ピエリスの旋律
ほとんどの教科で90点台。
順位は、文系で…3位。
この時期に、順位が上がってる。
前回は確か4位だったはず。
上位陣の順位の変動というのはそんなになくて、ほぼ固定の顔ぶれが、固定の順位を獲得することが多かった。
3年生に上がる前の最後の試験であった今回は、皆普段より力を入れて勉強をしているのは明らかだ。
そんな中で、この上位で順位を上げるのがどれほど難しいか。
当事者でないとは言え、理解できる。
尾瀬くんは毎週、私の路上ライブに来てくれていた。
きっと、予備校での勉強を早く切り上げて。
だっていつも制服姿で、駅の方面から歩いてくることなんてなくて、絶対予備校がある方から私のところに来て。
尾瀬くんの、見えない努力は計り知れない。
私が奪ってしまったであろう時間を、きっと別のところでカバーしてるんだ。
私、尾瀬くんの負担になってないだろうかって、突然そんな不安がよぎる。
「よく、頑張ったねぇ」
さっき彼が言ったみたいに笑って言おうと思ったけど、自分でも驚くほど情けない声が出た。

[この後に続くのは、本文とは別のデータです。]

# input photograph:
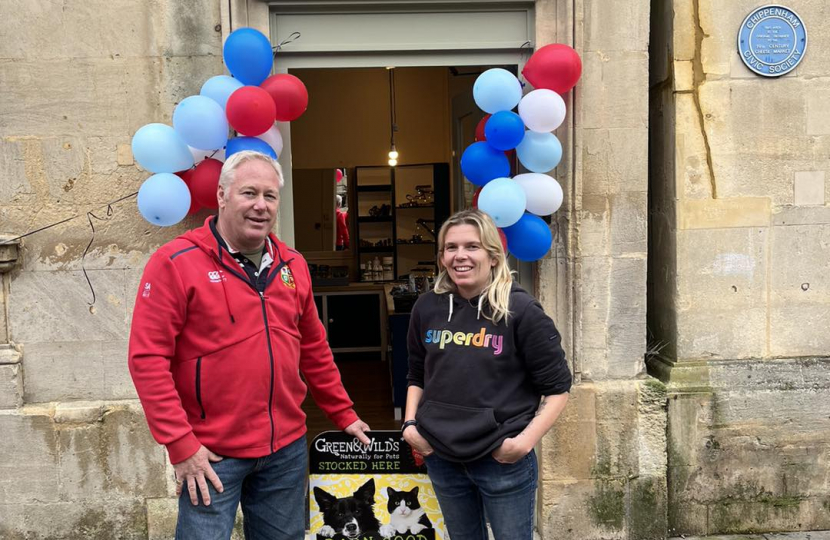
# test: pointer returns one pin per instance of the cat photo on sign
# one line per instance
(405, 513)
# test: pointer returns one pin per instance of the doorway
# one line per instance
(340, 50)
(347, 128)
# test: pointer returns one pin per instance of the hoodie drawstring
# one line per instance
(478, 314)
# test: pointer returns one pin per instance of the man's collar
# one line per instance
(268, 246)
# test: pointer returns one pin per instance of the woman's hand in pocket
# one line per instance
(416, 441)
(511, 450)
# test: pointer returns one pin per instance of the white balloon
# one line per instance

そんなことには気付かない彼は、「えへへ」って女の子みたいな可愛い顔をして笑った。
そっと、彼に順位表を返す。
私は初めて、現実というものに目を向けたのかもしれない。
言い方は悪いかもしれないけど、私の夢は大学に行かなくても叶えられる。
でも、尾瀬くんの夢はきっと違う。
私の不確かな夢に、尾瀬くんを巻き込んではいないだろうか。
彼は優しいから、ああして毎週律儀に来てくれているけれど。
それは彼自身の、夢の邪魔になってはいないだろうか。